How they pay for that is up to them... lucky for them, they have an extremely generous Mum.

Your DH is allowed to say 'no', and if he doesn't want to you're also allowed to say 'no' and separate out your finances.

MarthasGinYard · 02/09/2020 08:38

'Your husband just says 'sorry, we were happy to support your first degree but you are adults now and we can't support you indefinitely, so if you want to do a masters/second degree you will need to find a way to finance it yourself'.'

Exactly this, and he deals with it.

They are indulged adults

I am stunned

Not a chance would I have contributed to all this.

QuestionMarkNow · 02/09/2020 08:38

Which country are you living in?
I suspect you have a massive cultural difference here (I personally was shocked arriving in the U.K. by the emphasis on considering someone at 18yo is an adult and is expected to ‘earn their way’ as soon as they are 18)

You also have the issue that your partner is spineless. You don’t give 2/3 of your wage away if you can’t live on what is left. BUT I also know quite a few people who are doing just that in my home country.... because that’s what is expected. Both from students and parents (unless you really have little money which is not the case with 3000 euros a month)

paap1975 · 02/09/2020 08:42

My SS is 35 and several times a year we get requests/demands to bail him out (to the tune of £5000 in the last 12 months). He has never finished anything he started, never held down a job, never sorted out any paperwork, insurance, MOT, etc. He stopped paying his mortgage.
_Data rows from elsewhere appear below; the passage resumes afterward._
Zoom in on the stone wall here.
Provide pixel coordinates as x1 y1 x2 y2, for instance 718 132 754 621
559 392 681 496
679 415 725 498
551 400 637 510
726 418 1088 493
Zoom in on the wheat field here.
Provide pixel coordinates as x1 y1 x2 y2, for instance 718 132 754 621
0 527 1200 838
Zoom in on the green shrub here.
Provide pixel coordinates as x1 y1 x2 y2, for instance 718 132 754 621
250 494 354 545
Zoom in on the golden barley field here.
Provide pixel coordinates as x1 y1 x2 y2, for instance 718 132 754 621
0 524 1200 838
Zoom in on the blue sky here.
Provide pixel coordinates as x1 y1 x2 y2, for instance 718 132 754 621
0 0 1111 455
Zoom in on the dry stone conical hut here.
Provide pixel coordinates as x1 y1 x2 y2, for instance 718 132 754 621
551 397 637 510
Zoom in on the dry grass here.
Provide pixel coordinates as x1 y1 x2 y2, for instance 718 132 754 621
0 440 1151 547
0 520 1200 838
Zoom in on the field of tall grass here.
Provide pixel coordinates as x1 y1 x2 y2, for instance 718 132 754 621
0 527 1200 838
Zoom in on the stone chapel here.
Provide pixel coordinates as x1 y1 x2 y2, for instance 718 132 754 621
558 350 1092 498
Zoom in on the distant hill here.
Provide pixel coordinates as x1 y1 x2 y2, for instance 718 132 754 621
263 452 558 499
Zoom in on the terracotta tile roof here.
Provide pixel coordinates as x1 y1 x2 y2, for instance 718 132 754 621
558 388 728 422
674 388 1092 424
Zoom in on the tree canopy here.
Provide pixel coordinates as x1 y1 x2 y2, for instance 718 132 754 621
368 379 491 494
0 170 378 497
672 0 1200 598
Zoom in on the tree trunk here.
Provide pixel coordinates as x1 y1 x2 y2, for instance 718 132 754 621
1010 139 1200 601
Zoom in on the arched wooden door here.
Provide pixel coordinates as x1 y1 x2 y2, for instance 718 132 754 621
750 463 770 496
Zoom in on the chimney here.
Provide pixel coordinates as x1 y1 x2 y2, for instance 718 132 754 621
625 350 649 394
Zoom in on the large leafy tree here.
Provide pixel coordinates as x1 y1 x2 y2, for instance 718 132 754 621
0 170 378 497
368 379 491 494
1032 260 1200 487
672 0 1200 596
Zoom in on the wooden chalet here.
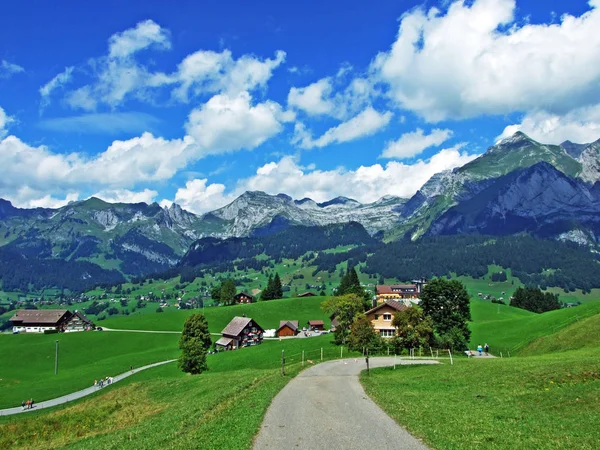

He is now back living with his mother.
Every time DH says it's the last time, but I know he'll never stop, he is his son.
The only progress that has been made is that SS is now seeing a psychiatrist to help him with his issues.

WilsonMilson · 02/09/2020 08:45

OP, I could have written your post.
Very similar situation, and in fact my DH pays far more than yours does, although it’s all relative.
It’s my DH who is the problem, but it only causes arguments to approach the matter, and somehow I end up the bad one. I’ve been at my wits end at times.